I was driving down the coast towards San Francisco in the summer, stopped for a sandwich in a little town, popped into a secondhand bookshop and bought this:
As you can see, it came highly recommended, by the Dalai Lama (not just recommended, he actually wrote the preface) and several reputable writers.
It turns out to be wonderful. I have it by my bedside and the chapters are long enough to be interesting and short enough to get through before I fall asleep. Each chapter describes and reflects on a quality – humility, warmth, trust, belonging and so on, demonstrating how these qualities play to kindness and benefit life. The writing is simple and well structured, the material is both uncloying (if that’s a word) and practical.
So, it’s a lovely book. But that’s not my point. I actually bought this book because of the inscription, which reads:
It is impossible not to imagine David, fresh out of law school being reminded, by a sister, an aunt, a friend, of the qualities that can get easily lost in that career; it’s also hard not to worry about why this copy turned up in a second hand book shop. Mem’s inscription was why I bought it.
Looking up Piero Ferrucci, I see he’s influential in the field of Psychosynthesis, an area a friend of mine has mentioned to me several times but I’d somehow failed to pay much attention to.

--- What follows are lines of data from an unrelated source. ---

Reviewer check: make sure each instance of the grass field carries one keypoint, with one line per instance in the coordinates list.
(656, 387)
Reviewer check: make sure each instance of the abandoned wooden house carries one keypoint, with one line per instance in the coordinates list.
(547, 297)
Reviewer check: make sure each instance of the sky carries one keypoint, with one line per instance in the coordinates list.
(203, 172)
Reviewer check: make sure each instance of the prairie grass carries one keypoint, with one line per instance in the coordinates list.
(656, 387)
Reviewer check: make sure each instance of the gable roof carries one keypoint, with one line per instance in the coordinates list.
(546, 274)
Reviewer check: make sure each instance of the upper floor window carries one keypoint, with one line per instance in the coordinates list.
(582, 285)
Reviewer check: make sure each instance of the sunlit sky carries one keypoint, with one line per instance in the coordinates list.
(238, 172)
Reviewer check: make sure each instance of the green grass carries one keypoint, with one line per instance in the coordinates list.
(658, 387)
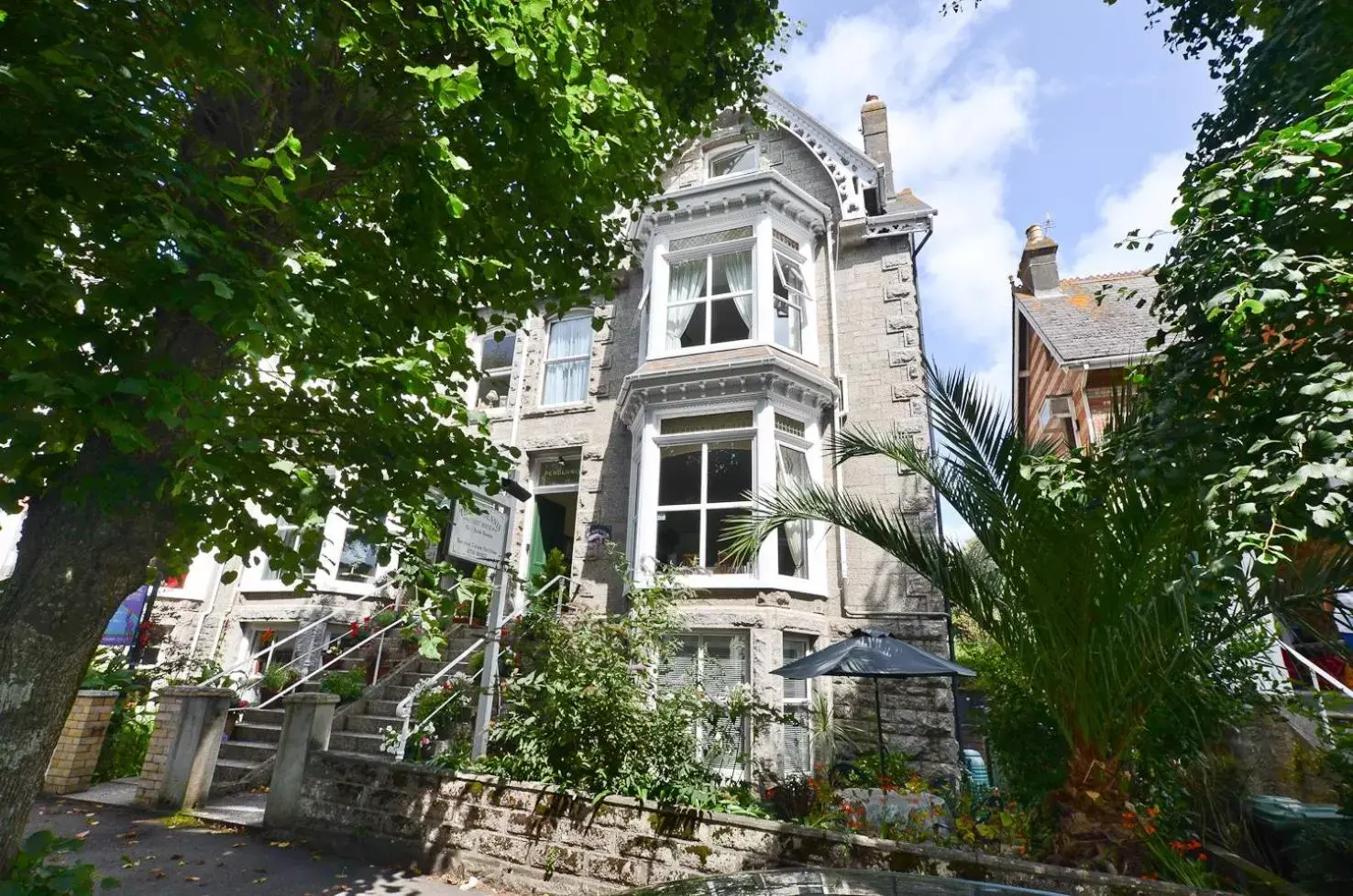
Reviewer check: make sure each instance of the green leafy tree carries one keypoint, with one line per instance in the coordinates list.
(241, 247)
(1099, 642)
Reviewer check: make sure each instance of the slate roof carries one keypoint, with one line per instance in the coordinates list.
(908, 202)
(1103, 316)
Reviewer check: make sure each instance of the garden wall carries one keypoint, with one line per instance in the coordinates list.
(534, 838)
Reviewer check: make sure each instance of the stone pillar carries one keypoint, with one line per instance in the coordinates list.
(304, 728)
(182, 759)
(767, 748)
(82, 739)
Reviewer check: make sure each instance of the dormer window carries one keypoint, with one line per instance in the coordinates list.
(710, 298)
(732, 161)
(748, 281)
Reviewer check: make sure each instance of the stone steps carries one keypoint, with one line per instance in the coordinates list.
(258, 731)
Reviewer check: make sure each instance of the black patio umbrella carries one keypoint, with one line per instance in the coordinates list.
(872, 653)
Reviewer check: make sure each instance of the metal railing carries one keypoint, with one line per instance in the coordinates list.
(309, 676)
(247, 665)
(405, 708)
(1316, 676)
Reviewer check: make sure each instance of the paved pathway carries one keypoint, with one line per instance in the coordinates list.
(216, 859)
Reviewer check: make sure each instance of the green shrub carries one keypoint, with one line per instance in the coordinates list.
(349, 685)
(33, 873)
(278, 679)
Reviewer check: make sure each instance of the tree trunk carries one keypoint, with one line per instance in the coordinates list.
(76, 563)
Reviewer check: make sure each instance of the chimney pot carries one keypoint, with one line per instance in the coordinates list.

Putting these two leads together, I’m now thinking of doing the Psychosynthesis foundation course, and who knows where that will take me.
It’s making me think about coincidence and influence, serendipity and synchronicity. How one thing leads to another, and how we have control over our choices and also, sometimes, apparently none. Funny old life.
How have apparently random choices led to unforeseen opportunities for you?